Shadowheart scowled at him. He couldn't tell if it was her mother's illness or simply growing up, but she'd accumulated a housewife's authory.

“If all you intend to do is loiter dumbly, then you ought to go to the barn with the rest of the animals.”

Astarion hid his grimace under a long swing from his bottle.

This was another thing about Shadowheart that he really did not miss. She might have decided to embrace her better nature when she rejected Shar but her tendency to always aim below the belt was evidently not something she considered a problem worth working on. Small wonder she lived only with her aging parents and no love life to speak of. Who could endure her?

Fortunately, the wine made her a lot more pleasant. When he was the one drinking, that was. Drunk Shadowheart was somehow even more vicious than regular Shadowheart and only half as funny. 

Even worse, these days she just seemed sad instead. As if she wasn’t, in some wicked sense, proving Shar right every time she wept over her mother’s incoming demise. Sometimes he forgot she was young.

“I am on vacation, dear. Drinking and disturbing the peace is what people usually do. I’ll have you know that on a normal workday my schedule is rather packed with murder, thievery and general debauchery. People don’t just inflict cannibalism on themselves, you know.”

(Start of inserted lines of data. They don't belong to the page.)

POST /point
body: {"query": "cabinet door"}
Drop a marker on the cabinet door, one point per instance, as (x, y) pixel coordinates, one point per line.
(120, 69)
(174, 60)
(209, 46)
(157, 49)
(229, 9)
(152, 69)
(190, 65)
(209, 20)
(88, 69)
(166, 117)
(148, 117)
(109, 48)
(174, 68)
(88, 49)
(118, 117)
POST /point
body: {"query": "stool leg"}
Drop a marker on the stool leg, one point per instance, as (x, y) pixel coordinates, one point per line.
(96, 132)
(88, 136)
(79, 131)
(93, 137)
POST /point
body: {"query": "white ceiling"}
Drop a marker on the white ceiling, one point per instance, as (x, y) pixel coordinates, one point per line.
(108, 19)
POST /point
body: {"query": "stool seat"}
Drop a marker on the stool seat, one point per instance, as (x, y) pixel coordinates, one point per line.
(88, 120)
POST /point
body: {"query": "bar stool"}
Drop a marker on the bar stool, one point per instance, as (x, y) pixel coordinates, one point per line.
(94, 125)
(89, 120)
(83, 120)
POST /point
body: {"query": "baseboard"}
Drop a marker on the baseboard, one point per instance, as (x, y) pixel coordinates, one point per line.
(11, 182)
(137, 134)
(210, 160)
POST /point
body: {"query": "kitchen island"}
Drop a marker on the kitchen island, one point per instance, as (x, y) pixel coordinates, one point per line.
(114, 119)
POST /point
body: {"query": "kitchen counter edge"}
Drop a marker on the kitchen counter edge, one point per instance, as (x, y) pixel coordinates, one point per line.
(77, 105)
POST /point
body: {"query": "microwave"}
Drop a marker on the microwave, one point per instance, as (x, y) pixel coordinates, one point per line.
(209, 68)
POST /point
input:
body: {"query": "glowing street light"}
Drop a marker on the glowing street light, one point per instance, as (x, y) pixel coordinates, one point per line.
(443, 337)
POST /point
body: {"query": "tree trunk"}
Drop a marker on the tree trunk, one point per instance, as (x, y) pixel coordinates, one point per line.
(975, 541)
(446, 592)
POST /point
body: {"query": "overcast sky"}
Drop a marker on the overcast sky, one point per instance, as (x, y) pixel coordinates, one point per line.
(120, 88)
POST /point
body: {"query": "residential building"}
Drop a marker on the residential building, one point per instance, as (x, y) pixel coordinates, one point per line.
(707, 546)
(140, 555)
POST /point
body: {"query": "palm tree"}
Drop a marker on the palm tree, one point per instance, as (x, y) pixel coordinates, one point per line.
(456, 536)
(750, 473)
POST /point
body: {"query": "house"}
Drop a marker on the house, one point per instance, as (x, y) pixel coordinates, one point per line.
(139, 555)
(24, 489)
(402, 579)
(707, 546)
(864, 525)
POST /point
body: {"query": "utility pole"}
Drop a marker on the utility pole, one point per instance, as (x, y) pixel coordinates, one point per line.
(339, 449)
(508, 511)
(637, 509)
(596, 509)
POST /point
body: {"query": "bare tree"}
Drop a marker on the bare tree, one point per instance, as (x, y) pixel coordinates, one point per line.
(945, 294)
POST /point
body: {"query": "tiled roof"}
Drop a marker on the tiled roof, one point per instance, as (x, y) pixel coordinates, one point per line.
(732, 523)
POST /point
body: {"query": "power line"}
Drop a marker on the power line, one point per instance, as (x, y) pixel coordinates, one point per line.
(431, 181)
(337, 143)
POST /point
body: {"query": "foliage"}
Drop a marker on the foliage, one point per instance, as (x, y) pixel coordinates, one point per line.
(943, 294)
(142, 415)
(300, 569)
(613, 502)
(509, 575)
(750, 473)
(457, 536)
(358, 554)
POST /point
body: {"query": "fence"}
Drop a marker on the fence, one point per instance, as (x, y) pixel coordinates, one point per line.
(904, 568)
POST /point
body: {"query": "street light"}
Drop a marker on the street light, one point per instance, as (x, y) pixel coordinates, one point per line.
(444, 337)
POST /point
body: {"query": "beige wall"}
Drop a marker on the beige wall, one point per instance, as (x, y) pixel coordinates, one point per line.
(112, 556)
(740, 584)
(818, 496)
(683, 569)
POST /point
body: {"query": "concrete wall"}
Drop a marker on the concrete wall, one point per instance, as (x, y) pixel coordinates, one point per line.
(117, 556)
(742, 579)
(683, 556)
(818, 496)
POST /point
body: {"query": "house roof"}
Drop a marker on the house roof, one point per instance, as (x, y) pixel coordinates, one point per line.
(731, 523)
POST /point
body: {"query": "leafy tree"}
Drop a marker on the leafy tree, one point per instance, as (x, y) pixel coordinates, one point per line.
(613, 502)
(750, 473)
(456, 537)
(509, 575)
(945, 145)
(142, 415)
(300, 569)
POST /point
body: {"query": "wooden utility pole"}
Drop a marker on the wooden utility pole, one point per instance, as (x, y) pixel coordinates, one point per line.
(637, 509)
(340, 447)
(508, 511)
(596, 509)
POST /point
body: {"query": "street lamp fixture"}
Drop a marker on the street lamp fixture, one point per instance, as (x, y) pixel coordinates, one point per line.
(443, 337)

“What a busy bee you are. But it’s really not your work ethics that concern me, precisely.”

There was a rather delicate looking vase on the kitchen table that Shadowheart had bought for her mother. “Making new memories,” she called it, as though the memories she was making with her mother were in any way worthwhile. It was a trap she was willingly walking into. The vase was pretty, though. It’d fetch him an even prettier price, he bet. Enough to buy a few bottles of Berduskan Dark and have a toast in the memory of this horrible, awful conversation.

“There is absolutely nothing for you to be concerned with. Good grief, woman, don’t you get it all out of your system changing your mother’s nappies?”

She gripped the broom.

“Get off the damn counter, Astarion.”


So the Selunites were not a viable option. He should have expected that, truly. Religious folks tended to be awfully uptight.

Jaheira – on the other hand – had been much better company, even if she was ever difficult to locate. Astarion enjoyed watching her escape her parental responsibilities but he was a little less enthused when she shamelessly revealed that she was equally prone to escaping fiscal ones. The High Harper, as it turned out, had a lot of paperwork and very little patience for it.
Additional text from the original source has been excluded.